Vitamin D deficiency is widespread: 50 to 80% of the world population. In reproduction medicine, the literature remains discordant about the influence of vitamin D on intracytoplasmic sperm injection outcomes. In this context, a study was conducted whose, its main objective was to evaluate the association between the vitamin D levels and pregnancy rates in a large population of patients followed for in vitro fertilization. Our findings suggest that women with sufficient levels of vitamin D are significantly more likely than those with insufficient levels to achieve a pregnancy following intracytoplasmic sperm injection. We suggest making determining vitamin D status as part of a routine infertility assessment and before assisted reproductive treatment, especially in women with high body mass index.

Keywords

Vitamin D; Infertility; Intracytoplasmic sperm injection

Abbreviations

ART: Assisted Reproductive Technology; IVF: In Vitro Fertilization; ICSI: Intracytoplasmic Sperm Injection; VDR: Vitamin D Receptor; BMI: Body Mass Index; FF: Follicular Fluid; COC: Cumulus-Oocyte Complexes; VDBP: Vitamin D Binding Protein; CPR/ET: Clinical Pregnancy Rate per Embryo Transfer; IOM: The US Institute of Medicine

Introduction

In the past few years, knowledge about the role of vitamin D has grown, and its physiology has made considerable progress. Vitamin D has been well-known to be involved in bone metabolism, and calcium-phosphate homeostasis. Emerging data identifies critical roles for vitamin D and many areas of medicine are involved: regulation of cellular growth, immunity and autoimmunity, central nervous system, cardiovascular diseases, infections, malignancies and reproduction [1]. Thus, vitamin D has passed from a vitamin with a limited role in bone health [2] to a hormone playing a role in general health.

Currently, active research about vitamin D tends to show an increasing number of its benefits, especially on women’s reproductive health. The link between the vitamin D status and reproduction has been largely shown in murine models, but data in humans is still less convincing [3].

The existence of vitamin D receptors (VDR) in critical reproductive organs as the uterus, endometrium, ovaries and placenta, has given evidence to the positive physiological role of Vitamin D in women’s reproductive health [2].

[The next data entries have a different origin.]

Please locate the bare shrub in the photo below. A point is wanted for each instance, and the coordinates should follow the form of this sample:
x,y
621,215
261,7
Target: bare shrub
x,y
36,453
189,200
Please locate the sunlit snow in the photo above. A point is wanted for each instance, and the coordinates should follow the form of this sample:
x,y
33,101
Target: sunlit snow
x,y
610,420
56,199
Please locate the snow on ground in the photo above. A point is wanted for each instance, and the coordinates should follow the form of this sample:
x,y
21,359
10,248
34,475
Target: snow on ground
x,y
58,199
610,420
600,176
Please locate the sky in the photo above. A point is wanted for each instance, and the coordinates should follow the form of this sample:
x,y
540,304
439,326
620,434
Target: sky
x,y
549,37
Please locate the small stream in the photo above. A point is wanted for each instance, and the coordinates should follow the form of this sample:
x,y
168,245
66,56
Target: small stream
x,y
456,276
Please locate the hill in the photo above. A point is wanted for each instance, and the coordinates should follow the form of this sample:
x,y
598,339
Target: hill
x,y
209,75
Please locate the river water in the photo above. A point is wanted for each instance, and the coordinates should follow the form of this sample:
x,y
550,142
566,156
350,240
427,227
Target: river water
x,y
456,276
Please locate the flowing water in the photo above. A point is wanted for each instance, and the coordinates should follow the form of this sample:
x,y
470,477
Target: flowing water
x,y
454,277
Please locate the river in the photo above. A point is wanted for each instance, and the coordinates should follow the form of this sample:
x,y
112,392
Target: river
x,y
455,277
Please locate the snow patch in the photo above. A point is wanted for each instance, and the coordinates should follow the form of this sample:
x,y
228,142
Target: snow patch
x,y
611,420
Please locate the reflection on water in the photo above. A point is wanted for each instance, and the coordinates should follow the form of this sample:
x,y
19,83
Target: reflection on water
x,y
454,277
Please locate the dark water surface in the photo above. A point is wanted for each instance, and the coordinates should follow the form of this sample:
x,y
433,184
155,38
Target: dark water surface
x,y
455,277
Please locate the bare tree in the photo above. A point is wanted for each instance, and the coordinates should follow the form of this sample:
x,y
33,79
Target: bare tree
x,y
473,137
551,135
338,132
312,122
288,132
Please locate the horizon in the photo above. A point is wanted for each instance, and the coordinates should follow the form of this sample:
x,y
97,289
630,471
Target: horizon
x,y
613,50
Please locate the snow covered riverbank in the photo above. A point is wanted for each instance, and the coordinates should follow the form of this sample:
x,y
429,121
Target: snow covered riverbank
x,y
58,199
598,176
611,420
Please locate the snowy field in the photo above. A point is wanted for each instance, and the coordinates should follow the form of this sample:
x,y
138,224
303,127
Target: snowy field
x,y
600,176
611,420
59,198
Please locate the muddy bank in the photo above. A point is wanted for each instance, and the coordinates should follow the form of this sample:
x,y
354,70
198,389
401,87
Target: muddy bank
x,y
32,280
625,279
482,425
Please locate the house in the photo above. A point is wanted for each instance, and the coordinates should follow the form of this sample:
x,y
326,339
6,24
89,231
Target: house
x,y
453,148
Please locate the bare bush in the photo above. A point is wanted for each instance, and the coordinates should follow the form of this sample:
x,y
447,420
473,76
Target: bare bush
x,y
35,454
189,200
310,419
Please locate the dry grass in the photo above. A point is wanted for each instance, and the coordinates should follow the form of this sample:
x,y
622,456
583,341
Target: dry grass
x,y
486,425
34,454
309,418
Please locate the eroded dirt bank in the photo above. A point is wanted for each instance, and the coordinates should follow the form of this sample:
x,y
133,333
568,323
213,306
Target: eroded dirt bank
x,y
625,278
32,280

In fact, the role of Vitamin D in ovarian steroidogenesis is well established [4] and recent evidence has shown an effect of vitamin D on uterine receptivity [5]. In addition, vitamin D has also been shown to be involved in the pathophysiology of some disorders among women of childbearing age that are most commonly encountered among infertile women undergoing in vitro fertilization (IVF) procedures [6].

On the other hand, vitamin D deficiency is highly prevalent in the general population and especially in women in reproductive age. Over a billion people around the world are vitamin D deficient or insufficient [7]. However, the classification of the vitamin D status varies in the literature, and because the relation between vitamin D and fertility has been investigated only recently, no specific cut-off values have been referenced in the literature.

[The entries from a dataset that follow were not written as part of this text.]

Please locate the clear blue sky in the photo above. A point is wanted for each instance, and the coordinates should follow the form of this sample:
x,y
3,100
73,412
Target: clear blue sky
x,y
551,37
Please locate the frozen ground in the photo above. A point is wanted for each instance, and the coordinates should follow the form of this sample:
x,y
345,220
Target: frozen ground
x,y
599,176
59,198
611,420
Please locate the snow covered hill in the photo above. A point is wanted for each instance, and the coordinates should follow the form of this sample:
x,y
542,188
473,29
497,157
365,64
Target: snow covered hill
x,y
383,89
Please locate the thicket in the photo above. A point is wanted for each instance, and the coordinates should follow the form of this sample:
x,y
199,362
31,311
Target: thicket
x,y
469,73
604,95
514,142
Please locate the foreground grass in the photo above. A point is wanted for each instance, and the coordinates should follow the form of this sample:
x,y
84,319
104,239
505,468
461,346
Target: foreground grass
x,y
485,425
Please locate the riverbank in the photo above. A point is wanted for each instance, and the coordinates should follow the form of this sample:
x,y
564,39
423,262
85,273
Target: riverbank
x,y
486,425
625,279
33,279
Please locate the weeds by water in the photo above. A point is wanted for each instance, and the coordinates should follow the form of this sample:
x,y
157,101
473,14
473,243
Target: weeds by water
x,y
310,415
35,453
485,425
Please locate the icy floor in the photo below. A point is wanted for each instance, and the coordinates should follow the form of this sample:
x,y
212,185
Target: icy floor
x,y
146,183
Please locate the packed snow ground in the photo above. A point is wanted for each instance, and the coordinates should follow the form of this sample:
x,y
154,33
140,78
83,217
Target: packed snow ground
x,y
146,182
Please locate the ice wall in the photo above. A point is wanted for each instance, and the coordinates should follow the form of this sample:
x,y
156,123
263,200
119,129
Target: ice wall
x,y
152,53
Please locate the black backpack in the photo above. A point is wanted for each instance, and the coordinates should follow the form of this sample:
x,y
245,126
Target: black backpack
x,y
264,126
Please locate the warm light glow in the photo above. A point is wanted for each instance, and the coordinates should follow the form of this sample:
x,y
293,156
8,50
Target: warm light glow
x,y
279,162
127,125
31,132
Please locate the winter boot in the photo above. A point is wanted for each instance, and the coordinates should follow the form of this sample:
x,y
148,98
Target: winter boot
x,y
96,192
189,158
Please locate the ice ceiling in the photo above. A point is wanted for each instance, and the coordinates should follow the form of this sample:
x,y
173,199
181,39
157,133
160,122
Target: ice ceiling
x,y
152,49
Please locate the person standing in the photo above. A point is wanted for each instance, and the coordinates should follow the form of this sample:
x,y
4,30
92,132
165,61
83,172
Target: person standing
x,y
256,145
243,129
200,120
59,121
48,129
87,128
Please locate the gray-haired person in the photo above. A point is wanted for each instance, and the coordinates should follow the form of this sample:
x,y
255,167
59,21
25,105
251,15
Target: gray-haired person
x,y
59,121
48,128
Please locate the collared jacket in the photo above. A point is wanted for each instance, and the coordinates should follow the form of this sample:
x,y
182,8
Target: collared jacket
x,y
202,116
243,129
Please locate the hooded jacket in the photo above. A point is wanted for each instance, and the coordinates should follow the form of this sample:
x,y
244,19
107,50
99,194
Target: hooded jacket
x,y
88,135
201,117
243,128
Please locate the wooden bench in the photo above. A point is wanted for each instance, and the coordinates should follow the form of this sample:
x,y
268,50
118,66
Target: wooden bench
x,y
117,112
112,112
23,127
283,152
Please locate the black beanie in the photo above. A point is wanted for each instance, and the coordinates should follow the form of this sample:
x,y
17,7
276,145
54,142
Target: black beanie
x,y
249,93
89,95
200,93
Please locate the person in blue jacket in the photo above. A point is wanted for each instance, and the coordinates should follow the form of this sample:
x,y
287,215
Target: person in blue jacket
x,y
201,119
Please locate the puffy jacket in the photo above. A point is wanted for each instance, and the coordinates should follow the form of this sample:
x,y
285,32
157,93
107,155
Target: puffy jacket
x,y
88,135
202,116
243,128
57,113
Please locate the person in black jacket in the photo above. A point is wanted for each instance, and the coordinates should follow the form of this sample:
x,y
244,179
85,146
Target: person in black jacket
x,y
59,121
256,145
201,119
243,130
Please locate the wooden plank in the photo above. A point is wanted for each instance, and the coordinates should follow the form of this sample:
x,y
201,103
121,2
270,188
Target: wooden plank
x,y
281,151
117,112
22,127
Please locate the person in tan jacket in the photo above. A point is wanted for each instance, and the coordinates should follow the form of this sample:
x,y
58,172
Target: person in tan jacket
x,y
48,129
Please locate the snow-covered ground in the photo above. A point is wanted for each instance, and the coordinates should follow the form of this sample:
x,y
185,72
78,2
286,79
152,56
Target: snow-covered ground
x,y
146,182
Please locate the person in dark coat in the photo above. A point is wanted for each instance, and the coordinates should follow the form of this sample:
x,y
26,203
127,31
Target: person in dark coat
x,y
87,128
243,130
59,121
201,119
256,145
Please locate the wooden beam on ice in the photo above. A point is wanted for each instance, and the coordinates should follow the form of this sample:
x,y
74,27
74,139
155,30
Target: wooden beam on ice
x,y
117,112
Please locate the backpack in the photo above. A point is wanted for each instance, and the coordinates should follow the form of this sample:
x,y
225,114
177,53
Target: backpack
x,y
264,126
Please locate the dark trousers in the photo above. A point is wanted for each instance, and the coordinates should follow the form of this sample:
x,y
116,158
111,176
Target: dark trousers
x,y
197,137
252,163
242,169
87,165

Worldwide, natural dietary sources of vitamin D are limited. Therefore, vitamin D is mainly obtained by cutaneous production from exposure to the sun. However, many factors influence the amount of ultraviolet B (UVB) from sunlight that reaches the skin and its effectiveness. These include time of day, season, latitude, altitude, clothing, sunscreen use, pigmentation, and age. Even those who normally reside in sunny climates are commonly found to be deficient in Vitamin D, probably due to cultural habits and dress.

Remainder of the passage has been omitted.